James Cameron is best known as the guy you turn to for scale and spectacle — but he can also offer plenty of emotional resonance when necessary. It’s the latter that made 2022’s Avatar: The Way of Water such a pleasant surprise: Though its action sequences were incredible, it was the character work that truly sold the film.
It helps that The Way of Water sets up such a strong familial dynamic right off the bat. The film reintroduces us to the Sully clan after 16 years, positioning the children of Jake Sully (Sam Worthington) and Neytiri (Zoe Saldaña) as the new heroes of the franchise. But their journey wasn’t entirely without hardship. When Jake and Neytiri’s eldest son is killed fighting the RDA — the human-led organization that’s trying to colonize the planet Pandora — the clan is nearly fractured. Both Jake and Neytiri nearly snap, briefly giving in to rage and grief and seeking vengeance against Colonel Quaritch (the human villain of Avatar, resurrected in Na’vi form but played once again by Stephen Lang).
The Way of Water’s third act kicks off with a tense standoff between the Sullys and Quaritch, with Neytiri threatening to kill Quaritch’s quasi-son, Spider (Jack Champion). It’s one of the most rattling moments in a film full of subtle, complex character work, and it may also be the most important in The Way of Water. As the story continues and the Sullys try to move on, that brief confrontation might inform a cycle of violence and hate in Cameron’s next Avatar film, Fire and Ash.
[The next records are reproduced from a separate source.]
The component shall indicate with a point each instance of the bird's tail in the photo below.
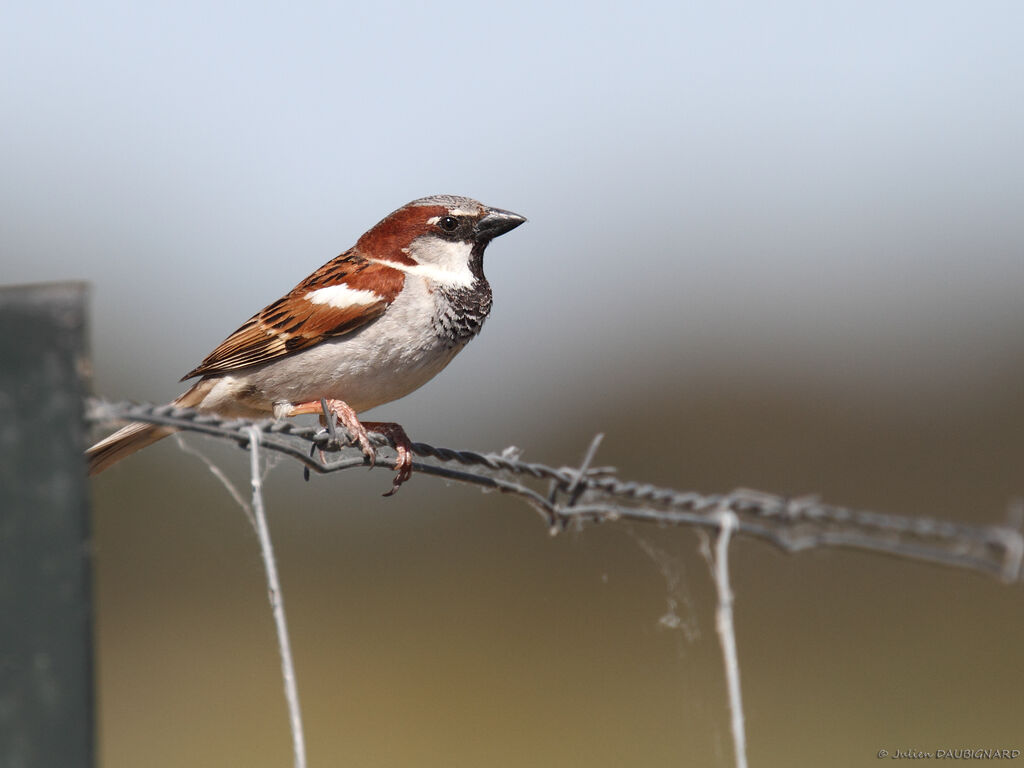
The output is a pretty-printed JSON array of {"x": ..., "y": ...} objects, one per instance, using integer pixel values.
[
  {"x": 137, "y": 435},
  {"x": 124, "y": 442}
]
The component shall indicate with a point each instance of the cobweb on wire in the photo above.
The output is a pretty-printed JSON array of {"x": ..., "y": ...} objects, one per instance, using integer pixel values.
[{"x": 586, "y": 494}]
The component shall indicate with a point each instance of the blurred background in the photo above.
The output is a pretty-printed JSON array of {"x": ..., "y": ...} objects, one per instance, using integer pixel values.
[{"x": 775, "y": 246}]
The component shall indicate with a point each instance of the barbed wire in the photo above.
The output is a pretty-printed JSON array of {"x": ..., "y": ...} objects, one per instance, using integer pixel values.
[{"x": 587, "y": 494}]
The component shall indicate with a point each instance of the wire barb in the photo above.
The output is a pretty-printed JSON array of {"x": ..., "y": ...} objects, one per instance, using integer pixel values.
[{"x": 596, "y": 495}]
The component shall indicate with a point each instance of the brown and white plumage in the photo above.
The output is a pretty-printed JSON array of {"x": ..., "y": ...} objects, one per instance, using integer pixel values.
[{"x": 367, "y": 328}]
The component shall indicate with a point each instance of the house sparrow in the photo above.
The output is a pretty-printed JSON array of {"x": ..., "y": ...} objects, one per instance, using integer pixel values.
[{"x": 367, "y": 328}]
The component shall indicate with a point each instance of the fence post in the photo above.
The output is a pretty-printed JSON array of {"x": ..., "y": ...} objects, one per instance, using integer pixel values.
[{"x": 46, "y": 680}]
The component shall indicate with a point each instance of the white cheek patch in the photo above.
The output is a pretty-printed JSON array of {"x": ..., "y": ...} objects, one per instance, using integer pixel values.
[
  {"x": 439, "y": 260},
  {"x": 341, "y": 297}
]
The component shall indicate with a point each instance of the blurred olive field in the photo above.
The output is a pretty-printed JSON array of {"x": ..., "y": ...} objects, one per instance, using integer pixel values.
[{"x": 769, "y": 247}]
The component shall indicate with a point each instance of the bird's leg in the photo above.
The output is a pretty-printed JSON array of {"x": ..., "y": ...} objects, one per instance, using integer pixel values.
[
  {"x": 346, "y": 417},
  {"x": 402, "y": 445}
]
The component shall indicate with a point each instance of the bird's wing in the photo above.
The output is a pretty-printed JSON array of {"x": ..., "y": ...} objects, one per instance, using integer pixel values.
[{"x": 342, "y": 296}]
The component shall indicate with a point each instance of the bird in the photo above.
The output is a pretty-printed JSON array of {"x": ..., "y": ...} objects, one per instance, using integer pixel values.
[{"x": 369, "y": 327}]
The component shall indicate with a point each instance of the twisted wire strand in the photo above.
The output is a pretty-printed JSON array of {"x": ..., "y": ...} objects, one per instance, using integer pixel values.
[{"x": 586, "y": 494}]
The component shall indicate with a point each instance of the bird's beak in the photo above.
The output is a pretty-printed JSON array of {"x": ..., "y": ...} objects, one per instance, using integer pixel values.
[{"x": 496, "y": 222}]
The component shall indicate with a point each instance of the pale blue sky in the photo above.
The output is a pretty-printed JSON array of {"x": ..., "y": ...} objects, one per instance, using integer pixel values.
[{"x": 748, "y": 181}]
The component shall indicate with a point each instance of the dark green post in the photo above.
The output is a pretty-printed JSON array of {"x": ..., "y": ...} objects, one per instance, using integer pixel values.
[{"x": 46, "y": 684}]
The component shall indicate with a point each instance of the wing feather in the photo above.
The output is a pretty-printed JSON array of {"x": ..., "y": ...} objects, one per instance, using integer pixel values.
[{"x": 296, "y": 322}]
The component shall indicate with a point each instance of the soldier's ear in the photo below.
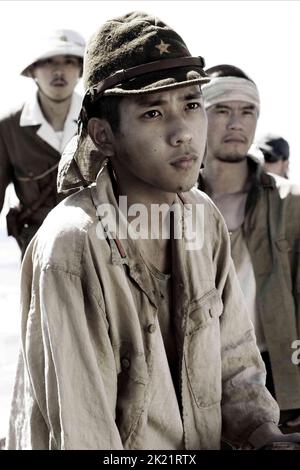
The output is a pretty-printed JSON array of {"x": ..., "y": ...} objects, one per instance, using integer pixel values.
[
  {"x": 31, "y": 71},
  {"x": 102, "y": 135},
  {"x": 204, "y": 157}
]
Cameron unveiled the official title for Avatar 3 at this year’s D23 Expo. Fire and Ash beat out a handful of potential titles that have been floating around in the ether lately, from The Seed Bearer to The Tulkun Rider. There’s a chance that those titles could be attached to future sequels down the line, but Fire and Ash feels like the perfect title for this stage of the saga, on both a literal and metaphorical level.
“It took a long time to come up with a title that I felt resonated with what’s in the film,” Cameron told Entertainment Weekly at D23. “If you think of fire as hatred, anger, violence, that sort of thing, and ash is the aftermath. So what’s the aftermath? Grief, loss, right? And then what does that cause in the future? More violence, more anger, more hatred. It’s a vicious cycle.”
Fire and Ash may be building on Neytiri’s shocking standoff with Quaritch in The Way of Water: What might have happened if she’d given in to her rage? It sounds like the new film will be exploring even darker territory than its predecessors, though Cameron wouldn’t call the entire film a dark affair.
“I think it goes to darker places than the previous ones did,” the filmmaker continued. “We’re not afraid to go into the dark places of our characters, which I think is also good. I think that’s also what people really feel they want when they get to know a character well, either through a series or whatever it is that they follow. They want to know more. They want to know more about them, find out what their limits are, so to speak. And we do that.”
That darkness may not begin and end with the Sullys, either. Fire and Ash will also travel to a new frontier of Pandora, introducing audiences to the Ash People, “an aggressive, volcanic race” of Na’vi that serve as antagonists to our heroes. Either way, the new film is poised to deliver another major confrontation, this time between Na’vi tribes, raising the stakes of an already-heightened adventure.